An enormous percentage of women crave sugar, carbohydrates, or alcohol.
In most cases, these food cravings are not true eating disorders, but instead are signs of hormonal imbalance caused by a lack of healthy nutrition. Your personal issue may be the afternoon snack (often chocolate or candy or a food that’s also heavy in carbohydrates), too many potato chips, the extra glass of wine at night, or a hundred other variations.
But the underlying mechanism, and the way to curb cravings, is the same. And it has nothing to do with willpower, or your lack thereof!
What food cravings mean Food cravings mean that the body has its signals mixed up. When we are exhausted or blue, we have low blood sugar and/or low serotonin, and the body signals the brain that it needs a pick-me-up. This signal causes a sugar craving or carbohydrate craving. Serotonin is our basic feel-good hormone. If serotonin is low, we feel sad or depressed. And hormonal imbalance or weak digestion can lead to low serotonin.
Unfortunately, sugars and simple carbohydrates release a short burst of serotonin — we feel good for a moment, but soon return to our low-serotonin state — then crave more sugar and simple carbohydrates. It’s a downward spiral. If you eat a low-fat diet in the hope of losing weight, you unintentionally make the problem worse. If, like millions of women, you have eaten a low-fat, high-carbohydrate diet for many years, or followed fad diets, the odds are good that you have become at least partially insulin resistant. Insulin is responsible for maintaining stable blood sugar levels by telling the body’s cells when to absorb glucose from the bloodstream. Being insulin resistant means your body stops responding to insulin, and instead grabs every calorie it can and deposits it as fat.
So no matter how little you eat, you will gradually gain weight. At the same time, your cells cannot absorb the glucose they need, so they signal your brain that you need more carbohydrates or sugars. The result is persistent food cravings. Even worse, insulin resistance leads directly to obesity, diabetes, and heart disease.

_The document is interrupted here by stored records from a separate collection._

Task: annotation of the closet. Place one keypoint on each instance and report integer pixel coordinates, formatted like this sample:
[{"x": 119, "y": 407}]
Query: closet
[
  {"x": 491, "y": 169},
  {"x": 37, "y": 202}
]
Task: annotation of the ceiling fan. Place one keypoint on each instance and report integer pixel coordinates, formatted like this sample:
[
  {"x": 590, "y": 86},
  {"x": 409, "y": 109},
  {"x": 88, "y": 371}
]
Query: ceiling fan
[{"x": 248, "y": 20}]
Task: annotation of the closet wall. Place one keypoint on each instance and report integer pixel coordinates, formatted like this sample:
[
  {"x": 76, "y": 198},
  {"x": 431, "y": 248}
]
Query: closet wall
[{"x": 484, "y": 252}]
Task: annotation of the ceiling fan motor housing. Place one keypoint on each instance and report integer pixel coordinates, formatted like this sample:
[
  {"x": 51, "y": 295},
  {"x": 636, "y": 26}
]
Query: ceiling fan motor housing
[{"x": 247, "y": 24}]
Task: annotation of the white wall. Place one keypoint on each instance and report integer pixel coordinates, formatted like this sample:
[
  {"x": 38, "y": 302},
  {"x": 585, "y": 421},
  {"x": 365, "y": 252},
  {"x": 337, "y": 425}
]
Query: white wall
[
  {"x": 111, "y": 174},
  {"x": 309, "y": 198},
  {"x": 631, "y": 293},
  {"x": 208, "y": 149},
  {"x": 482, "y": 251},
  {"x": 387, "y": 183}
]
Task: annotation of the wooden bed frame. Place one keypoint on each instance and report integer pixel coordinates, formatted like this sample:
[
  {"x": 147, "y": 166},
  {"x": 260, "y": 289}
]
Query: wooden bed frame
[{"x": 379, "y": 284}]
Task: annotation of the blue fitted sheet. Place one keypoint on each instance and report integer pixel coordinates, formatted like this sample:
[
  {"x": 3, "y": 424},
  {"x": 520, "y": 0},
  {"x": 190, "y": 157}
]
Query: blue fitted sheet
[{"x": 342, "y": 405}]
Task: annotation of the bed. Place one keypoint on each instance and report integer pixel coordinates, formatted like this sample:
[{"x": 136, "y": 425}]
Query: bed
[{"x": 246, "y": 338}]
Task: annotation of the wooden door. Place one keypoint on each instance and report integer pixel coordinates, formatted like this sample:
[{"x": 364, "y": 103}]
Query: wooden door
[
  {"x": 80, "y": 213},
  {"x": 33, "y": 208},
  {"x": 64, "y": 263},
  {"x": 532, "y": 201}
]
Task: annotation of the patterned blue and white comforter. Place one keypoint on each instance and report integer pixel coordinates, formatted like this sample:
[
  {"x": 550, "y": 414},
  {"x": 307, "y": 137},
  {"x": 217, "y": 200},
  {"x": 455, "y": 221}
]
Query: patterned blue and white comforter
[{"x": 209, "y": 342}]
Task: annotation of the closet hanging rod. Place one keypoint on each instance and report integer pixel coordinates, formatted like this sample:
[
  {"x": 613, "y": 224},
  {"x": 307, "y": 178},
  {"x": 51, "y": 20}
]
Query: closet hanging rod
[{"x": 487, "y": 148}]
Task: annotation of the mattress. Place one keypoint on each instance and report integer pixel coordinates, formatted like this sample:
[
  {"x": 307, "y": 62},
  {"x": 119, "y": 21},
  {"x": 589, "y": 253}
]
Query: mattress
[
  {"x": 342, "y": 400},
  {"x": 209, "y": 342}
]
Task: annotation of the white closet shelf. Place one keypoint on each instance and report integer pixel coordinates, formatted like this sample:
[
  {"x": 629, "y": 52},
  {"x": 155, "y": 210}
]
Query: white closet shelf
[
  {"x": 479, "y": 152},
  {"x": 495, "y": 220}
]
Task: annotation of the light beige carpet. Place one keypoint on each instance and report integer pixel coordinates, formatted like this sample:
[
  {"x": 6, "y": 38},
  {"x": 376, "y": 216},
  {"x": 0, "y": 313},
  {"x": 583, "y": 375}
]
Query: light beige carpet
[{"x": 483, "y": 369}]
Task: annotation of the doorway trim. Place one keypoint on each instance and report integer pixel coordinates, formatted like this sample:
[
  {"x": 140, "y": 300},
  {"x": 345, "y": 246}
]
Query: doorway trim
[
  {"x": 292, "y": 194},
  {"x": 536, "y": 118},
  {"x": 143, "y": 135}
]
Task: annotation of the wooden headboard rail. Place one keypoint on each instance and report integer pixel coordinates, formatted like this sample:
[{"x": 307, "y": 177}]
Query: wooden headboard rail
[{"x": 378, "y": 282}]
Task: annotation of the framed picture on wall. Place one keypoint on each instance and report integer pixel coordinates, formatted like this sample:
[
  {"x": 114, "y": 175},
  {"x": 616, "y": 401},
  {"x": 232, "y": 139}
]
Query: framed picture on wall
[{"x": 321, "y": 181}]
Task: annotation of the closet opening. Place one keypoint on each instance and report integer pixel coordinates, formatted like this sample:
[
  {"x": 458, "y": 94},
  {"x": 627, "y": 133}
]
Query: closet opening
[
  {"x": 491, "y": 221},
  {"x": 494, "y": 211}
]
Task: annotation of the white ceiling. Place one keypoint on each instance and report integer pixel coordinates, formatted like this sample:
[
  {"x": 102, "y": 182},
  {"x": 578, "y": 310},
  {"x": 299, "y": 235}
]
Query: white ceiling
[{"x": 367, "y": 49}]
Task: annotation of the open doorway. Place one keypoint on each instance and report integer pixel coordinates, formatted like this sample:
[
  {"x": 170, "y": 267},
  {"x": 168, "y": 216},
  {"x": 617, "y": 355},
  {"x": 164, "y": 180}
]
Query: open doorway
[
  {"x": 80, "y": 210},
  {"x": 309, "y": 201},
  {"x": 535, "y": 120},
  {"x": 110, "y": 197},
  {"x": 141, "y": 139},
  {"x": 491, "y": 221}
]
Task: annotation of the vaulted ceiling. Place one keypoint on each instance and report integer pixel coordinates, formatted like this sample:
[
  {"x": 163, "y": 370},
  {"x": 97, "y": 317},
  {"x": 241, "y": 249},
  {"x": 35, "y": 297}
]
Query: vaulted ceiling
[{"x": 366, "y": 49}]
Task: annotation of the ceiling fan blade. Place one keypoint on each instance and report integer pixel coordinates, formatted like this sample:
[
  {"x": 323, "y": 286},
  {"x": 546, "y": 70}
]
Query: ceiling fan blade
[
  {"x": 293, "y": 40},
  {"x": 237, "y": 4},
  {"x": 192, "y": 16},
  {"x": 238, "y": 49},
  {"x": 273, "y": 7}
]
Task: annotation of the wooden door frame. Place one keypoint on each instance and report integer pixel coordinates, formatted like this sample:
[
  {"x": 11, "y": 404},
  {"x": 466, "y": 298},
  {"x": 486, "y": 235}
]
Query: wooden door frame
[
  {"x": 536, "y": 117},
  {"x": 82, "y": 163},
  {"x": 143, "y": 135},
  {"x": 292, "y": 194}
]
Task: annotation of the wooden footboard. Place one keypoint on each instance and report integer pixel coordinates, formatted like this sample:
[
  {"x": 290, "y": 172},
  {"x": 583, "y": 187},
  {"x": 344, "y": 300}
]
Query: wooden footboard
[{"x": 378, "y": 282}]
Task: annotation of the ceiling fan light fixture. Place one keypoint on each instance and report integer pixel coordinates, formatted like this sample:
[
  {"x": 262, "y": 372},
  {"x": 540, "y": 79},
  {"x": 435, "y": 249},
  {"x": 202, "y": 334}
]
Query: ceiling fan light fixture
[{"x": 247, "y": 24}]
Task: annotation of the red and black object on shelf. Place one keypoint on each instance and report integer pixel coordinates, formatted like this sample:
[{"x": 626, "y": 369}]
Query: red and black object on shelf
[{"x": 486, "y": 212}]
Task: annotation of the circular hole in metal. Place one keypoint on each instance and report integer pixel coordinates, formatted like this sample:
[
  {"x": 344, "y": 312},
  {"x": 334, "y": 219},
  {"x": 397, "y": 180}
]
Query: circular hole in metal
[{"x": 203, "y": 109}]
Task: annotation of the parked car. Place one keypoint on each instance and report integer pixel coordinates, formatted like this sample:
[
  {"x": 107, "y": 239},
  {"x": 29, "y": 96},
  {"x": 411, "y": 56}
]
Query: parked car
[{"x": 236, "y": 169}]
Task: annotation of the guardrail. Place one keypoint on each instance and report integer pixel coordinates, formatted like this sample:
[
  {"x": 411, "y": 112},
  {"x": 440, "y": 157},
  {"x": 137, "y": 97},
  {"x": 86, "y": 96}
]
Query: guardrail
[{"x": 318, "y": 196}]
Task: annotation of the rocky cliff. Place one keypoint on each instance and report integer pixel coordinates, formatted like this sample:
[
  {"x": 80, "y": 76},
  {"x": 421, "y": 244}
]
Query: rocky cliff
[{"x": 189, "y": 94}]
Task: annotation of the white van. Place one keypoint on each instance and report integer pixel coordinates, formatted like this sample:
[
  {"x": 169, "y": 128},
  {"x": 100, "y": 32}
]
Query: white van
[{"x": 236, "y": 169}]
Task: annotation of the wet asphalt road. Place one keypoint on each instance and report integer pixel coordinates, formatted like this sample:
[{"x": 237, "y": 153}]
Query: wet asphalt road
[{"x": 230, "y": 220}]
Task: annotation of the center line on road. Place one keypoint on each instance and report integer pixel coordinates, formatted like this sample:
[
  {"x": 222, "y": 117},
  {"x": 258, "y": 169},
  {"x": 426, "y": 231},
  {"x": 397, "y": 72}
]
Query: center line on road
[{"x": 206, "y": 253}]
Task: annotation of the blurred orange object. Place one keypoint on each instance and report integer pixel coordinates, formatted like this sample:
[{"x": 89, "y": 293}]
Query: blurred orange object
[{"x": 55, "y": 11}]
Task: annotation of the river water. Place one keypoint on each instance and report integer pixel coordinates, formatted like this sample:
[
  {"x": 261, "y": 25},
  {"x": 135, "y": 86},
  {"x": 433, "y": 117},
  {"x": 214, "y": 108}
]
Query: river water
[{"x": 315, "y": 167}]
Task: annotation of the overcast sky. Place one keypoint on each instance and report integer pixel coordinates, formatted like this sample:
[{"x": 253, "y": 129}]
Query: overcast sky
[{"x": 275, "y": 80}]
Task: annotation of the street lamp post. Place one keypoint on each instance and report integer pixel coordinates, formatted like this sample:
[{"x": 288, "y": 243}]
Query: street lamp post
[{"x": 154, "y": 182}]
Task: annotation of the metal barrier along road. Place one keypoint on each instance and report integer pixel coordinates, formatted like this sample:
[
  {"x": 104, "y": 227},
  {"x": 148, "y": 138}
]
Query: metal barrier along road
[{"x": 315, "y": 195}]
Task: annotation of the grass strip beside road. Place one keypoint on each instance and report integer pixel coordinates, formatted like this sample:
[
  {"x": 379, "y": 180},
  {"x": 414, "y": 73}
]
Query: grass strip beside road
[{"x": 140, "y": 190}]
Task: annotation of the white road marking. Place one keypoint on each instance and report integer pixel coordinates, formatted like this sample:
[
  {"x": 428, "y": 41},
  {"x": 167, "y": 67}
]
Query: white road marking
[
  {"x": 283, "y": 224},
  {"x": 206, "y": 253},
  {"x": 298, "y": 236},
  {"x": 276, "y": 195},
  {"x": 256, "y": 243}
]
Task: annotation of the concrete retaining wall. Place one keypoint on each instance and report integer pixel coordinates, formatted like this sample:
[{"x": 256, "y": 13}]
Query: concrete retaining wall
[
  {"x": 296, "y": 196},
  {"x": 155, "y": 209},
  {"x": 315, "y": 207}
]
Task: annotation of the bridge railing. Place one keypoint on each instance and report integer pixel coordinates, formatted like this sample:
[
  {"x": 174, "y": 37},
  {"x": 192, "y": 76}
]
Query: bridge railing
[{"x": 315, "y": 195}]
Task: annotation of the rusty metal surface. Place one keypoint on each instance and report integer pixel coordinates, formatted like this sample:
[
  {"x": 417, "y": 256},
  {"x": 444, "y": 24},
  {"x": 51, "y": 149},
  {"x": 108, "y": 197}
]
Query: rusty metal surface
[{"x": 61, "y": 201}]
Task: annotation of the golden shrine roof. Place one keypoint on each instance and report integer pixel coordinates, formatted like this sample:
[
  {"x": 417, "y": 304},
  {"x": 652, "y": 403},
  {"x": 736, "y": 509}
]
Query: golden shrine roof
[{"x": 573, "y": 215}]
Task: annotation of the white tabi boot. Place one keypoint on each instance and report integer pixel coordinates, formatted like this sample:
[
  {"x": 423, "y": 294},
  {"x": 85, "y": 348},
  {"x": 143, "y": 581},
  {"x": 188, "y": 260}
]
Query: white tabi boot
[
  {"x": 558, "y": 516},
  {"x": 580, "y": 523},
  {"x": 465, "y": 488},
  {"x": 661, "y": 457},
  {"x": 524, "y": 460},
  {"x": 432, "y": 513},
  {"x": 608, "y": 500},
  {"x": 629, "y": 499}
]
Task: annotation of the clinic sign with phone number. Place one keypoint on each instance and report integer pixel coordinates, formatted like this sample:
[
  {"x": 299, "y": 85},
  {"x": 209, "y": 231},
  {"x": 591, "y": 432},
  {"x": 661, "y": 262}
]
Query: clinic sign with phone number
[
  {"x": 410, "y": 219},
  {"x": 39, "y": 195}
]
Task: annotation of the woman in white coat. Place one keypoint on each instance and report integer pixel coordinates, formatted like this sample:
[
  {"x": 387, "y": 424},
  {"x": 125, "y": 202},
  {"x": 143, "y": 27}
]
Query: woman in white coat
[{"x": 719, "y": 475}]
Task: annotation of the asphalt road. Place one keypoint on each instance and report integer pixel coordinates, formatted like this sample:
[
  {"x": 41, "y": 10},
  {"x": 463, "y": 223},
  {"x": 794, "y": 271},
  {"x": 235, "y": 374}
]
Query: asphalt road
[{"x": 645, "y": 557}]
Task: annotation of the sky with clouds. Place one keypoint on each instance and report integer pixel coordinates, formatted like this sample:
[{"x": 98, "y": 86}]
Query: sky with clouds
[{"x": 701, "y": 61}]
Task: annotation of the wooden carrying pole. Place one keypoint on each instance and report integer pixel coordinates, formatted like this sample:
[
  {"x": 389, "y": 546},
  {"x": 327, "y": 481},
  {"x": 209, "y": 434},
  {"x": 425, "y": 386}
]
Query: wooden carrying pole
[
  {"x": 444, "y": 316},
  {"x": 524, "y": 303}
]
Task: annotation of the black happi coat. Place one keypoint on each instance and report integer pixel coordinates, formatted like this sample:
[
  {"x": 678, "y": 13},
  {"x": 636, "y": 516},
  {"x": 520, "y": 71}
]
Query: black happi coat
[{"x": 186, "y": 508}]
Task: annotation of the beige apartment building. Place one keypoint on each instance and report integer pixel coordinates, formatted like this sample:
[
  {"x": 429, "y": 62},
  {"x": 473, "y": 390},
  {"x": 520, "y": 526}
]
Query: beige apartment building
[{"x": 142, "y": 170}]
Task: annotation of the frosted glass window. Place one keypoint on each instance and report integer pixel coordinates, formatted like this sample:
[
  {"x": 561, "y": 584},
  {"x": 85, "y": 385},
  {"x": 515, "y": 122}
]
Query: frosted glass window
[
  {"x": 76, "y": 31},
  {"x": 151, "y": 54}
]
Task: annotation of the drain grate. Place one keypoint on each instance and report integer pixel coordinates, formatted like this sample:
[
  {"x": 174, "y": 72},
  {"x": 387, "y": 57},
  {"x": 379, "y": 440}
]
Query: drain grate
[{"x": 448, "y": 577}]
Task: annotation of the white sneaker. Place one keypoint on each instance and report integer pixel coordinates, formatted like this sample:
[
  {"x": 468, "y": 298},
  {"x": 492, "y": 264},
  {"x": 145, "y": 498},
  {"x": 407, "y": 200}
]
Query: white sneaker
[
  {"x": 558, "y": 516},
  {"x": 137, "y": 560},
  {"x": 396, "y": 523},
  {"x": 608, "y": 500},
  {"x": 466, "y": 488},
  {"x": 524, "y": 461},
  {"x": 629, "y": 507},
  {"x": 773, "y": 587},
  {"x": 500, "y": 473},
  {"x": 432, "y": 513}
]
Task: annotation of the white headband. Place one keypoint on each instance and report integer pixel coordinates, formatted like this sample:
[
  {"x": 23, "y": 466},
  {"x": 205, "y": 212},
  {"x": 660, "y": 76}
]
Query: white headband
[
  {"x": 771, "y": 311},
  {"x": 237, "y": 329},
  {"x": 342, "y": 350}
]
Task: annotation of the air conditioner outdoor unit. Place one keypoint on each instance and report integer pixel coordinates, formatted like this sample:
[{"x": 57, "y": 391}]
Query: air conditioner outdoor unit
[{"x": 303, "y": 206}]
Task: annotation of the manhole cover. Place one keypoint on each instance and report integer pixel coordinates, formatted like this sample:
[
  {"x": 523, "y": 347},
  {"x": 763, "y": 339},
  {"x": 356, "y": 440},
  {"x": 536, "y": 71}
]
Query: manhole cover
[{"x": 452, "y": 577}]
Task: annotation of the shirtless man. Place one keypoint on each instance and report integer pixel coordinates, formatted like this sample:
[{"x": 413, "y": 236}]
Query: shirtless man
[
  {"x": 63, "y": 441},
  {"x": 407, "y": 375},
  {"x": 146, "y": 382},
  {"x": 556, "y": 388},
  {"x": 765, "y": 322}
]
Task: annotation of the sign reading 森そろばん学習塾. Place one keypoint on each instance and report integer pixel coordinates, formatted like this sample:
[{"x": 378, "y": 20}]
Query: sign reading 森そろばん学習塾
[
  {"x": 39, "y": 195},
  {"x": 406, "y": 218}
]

Many experts believe it is the root cause of the epidemic of those diseases in America today. And a low-fat diet makes it far more likely you will suffer from this condition. Millions of American women are now trying the Atkins Diet or the South Beach Diet. While these diets are an improvement over the conventional low-fat, high-carbohydrate diet, they can worsen your metabolic problems, because dieting itself is stressful to the body. So many women need to heal their metabolism first before even considering weight loss. Another cause of food cravings is adrenal fatigue.
If you are under a great deal of stress, or suffer from insomnia or sleep deprivation, you are probably exhausted much of the time. This leads to adrenal fatigue or outright adrenal exhaustion, which in turn signals the body it needs a pick-me-up. You may resort to sugar or carbohydrate snacks or coffee during the day and carbohydrates or alcohol at night, all of which exacerbate the problem. How to curb cravings Women who blame themselves for their food cravings only worsen their mood and increase their need for serotonin. That’s when a pattern of emotional eating can develop.
Remember, there are biological causes of sugar cravings, and your carbohydrate craving is rarely just a behavioral problem. The root problem is more likely inadequate nutrition. How to break this vicious cycle? To reduce food cravings, the body needs real support — and lots of it. We have seen over and over that eating healthy foods, adding pharmaceutical–grade nutritional supplements and moderate exercise can almost miraculously curb cravings. Your metabolism will heal itself when provided with the necessary nutritional support. If it has been damaged, the process can take some time, but it will happen. The good news is — you don’t have to give up chocolate!